Если речь случайно заходила обо мне (в порядке вежливого перебора всех общих тем), то на лице его появлялась кривая улыбка, должная, по-видимому, изображать терпеливую снисходительность к столь мелкому предмету. Эту натянутую его улыбку и случавшиеся при ней слова мама также подчеркивала, окружала заботой, обставляла цветочками и виньетками…
Долго еще после его ухода все оставались на своих местах, обсуждая и делясь впечатлениями. Вообще-то говоря, у нас в доме было не принято вслух обсуждать по-настоящему важные вопросы. Наша жизнь была покрыта гладкой оболочкой самособойразумеющести. Так было всегда, и потрясения войны только укрепили эту оболочку, выдвинув для нее такое оправдание, как измотанные за все эти годы нервы и необходимость бережно относиться друг к другу. Вот и теперь обо всем этом говорилось как о деле давно решенном, под вопросом оказались только детали, всякие незначительные подробности. Из этих бережных, непрямых разговоров я узнал, что у Якова много денег, и впервые, наверное, в своей жизни услышал слово скупой . Раньше ему неоткуда было взяться в нашем доме, теперь же оно произносилось довольно часто, каждый раз с новыми оговорками. Скупой, но честный, скупой, но не злой, скупой, но деловой, скупой, но порядочный…
— …И к мальчику хорошо относится, — сказал дядя, любивший меня, как сына, и все поспешно с ним согласились.
Перед самым переездом со мной случилась истерика. Я сидел в комнате вместе со всеми, слушал мирные вечерние разговоры и после очередного «скупой, но…» вдруг опять, во второй уже раз, но с еще большей ясностью, чем в то злосчастное клубничное воскресенье, почувствовал, как жизнь моя обрывается в пустоту. Стены комнаты закачались перед глазами, меня стало подташнивать и знобить. Мама же в этот как раз момент начала рассказывать со смущенной улыбкой, как они с ним были на «Риголетто» и как он заснул и стал громко храпеть, и ей пришлось его разбудить, и они ушли со второго акта, хотя она так давно нигде не была, так мечтала послушать Алексея Иванова…
Дядя с тетей просто от нее отмахнулись: что ты хочешь, человек устал, есть о чем говорить. Но тут уж я, весь перекошенный, со сведенными судорогой плечами, бросился к ней в ноги и стал выть в голос, сразу забыв все на свете слова, не умея произнести ни одного…
Когда потом я лежал на кровати, отмоченный полотенцем и отпоенный чаем, и моя мама сидела рядом со мной, целовала меня и гладила и когда я снова вспомнил человечий язык, я лежал тогда и повторял почти непрерывно, оставляя лишь небольшие паузы для отдыха:
— Ну не надо, ну не надо, ну мама, ну не надо!..
— Да-да, — говорила она, — успокойся. — И целовала меня, и гладила. — Да-да, успокойся, все будет хорошо…

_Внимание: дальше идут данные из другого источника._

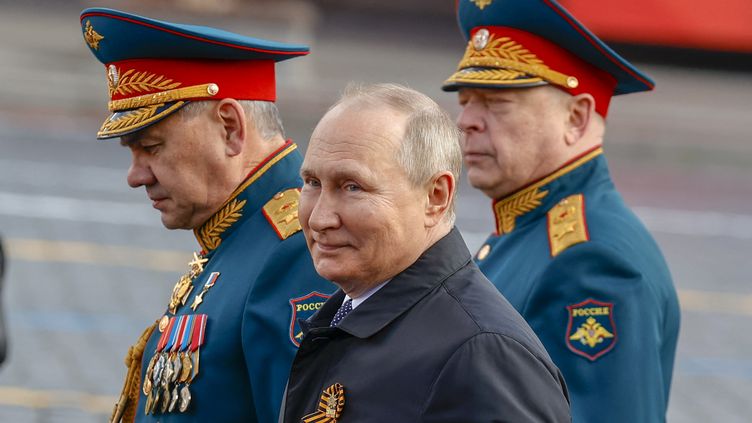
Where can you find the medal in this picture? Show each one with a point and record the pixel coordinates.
(210, 281)
(173, 399)
(187, 368)
(165, 401)
(163, 322)
(184, 285)
(177, 367)
(147, 406)
(185, 399)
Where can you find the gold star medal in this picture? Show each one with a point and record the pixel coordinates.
(210, 281)
(330, 407)
(184, 285)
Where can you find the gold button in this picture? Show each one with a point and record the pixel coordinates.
(483, 252)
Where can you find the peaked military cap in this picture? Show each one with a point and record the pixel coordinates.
(154, 67)
(527, 43)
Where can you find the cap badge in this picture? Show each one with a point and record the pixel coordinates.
(480, 39)
(491, 59)
(113, 77)
(482, 3)
(92, 37)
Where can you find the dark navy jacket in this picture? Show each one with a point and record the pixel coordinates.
(591, 282)
(266, 282)
(436, 344)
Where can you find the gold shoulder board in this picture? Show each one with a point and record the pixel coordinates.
(566, 224)
(282, 212)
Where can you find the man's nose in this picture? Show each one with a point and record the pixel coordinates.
(470, 119)
(140, 173)
(325, 213)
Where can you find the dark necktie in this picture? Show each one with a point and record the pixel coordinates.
(343, 311)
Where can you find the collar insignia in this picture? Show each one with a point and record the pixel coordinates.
(209, 234)
(591, 331)
(92, 37)
(330, 407)
(509, 209)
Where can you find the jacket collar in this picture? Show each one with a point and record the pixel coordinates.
(258, 187)
(439, 262)
(531, 201)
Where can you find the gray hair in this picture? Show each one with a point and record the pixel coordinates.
(264, 114)
(431, 142)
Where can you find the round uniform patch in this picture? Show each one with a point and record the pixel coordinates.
(303, 308)
(591, 331)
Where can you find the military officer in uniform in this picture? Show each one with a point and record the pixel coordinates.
(535, 85)
(416, 333)
(194, 105)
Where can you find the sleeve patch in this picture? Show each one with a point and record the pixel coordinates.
(282, 212)
(591, 330)
(566, 224)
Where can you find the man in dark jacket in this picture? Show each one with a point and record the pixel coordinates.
(566, 251)
(416, 333)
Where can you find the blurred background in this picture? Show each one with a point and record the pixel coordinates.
(89, 265)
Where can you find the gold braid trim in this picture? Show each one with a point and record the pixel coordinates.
(127, 406)
(210, 232)
(136, 82)
(196, 91)
(506, 60)
(508, 209)
(135, 119)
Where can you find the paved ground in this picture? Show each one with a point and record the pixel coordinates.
(90, 265)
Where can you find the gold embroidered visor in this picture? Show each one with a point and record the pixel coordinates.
(502, 57)
(144, 91)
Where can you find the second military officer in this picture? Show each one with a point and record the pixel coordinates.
(195, 107)
(535, 86)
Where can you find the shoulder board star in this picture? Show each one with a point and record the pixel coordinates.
(566, 224)
(282, 213)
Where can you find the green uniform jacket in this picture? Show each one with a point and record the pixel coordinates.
(265, 282)
(591, 282)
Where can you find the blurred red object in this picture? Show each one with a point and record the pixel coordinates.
(723, 25)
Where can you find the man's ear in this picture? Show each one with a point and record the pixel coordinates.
(440, 197)
(234, 125)
(581, 109)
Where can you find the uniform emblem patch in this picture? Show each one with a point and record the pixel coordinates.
(303, 308)
(591, 331)
(330, 406)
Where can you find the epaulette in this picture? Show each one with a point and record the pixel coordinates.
(282, 212)
(566, 224)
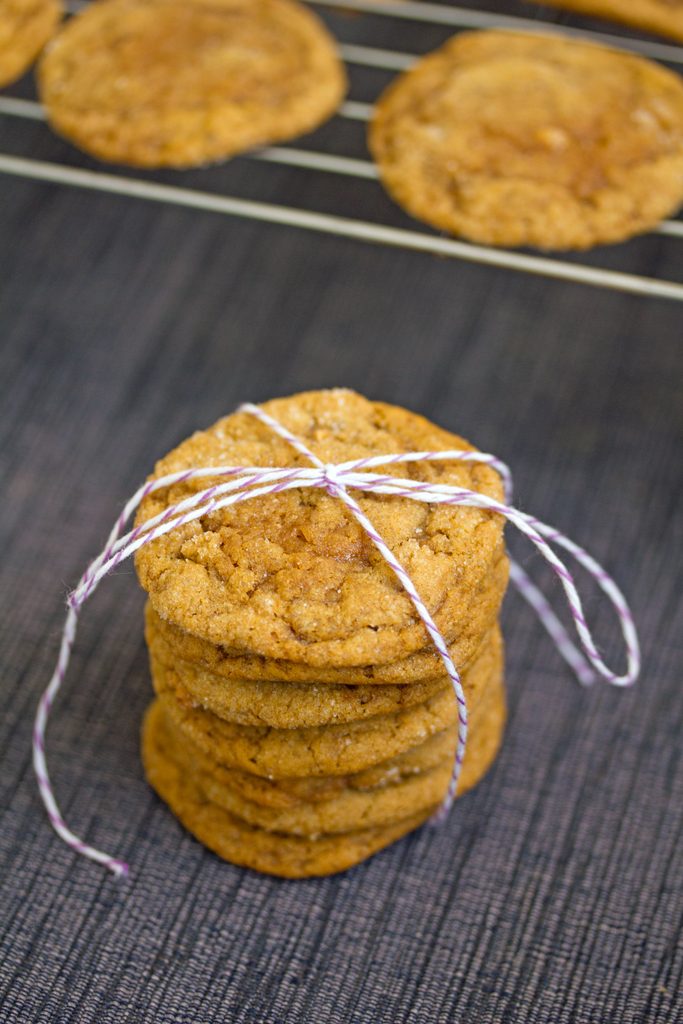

И, однако же, странно, я очень скоро привык к безалаберному огромному дому, где в разных комнатах, в многочисленных семьях жизнь текла по различному распорядку и потому в среднем дом всегда жил, всегда дышал, ежечасно шевелился и всячески себя проявлял. И, значит, никогда здесь не было скучно, а всегда находилось, что послушать и на что посмотреть. Я привык даже к вони бесконечного коридора и не чувствовал ее, если она не превышала нормального уровня. Мне нравилась огромная квадратная кухня с закопченным, запаутиненным потолком, тесная, несмотря на свои размеры, от снующих непрерывно бабьих тел в засаленных халатах и сарафанах, звенящая надрывными их голосами, гудящая и стреляющая примусами и керогазами. Здесь жили, что называется, «простые люди», типичные московские рабочие. Все они были выходцами из деревень, половина — родственники. Все, за исключением самых молодых, были полны воспоминаниями крестьянского прошлого, разными лесными и полевыми историями, которые могли рассказывать до бесконечности, размеренно окая и смягчая окончания. Поздно вечером примуса отставлялись в сторону, столы вымывались и вытирались насухо. Наступал праздник.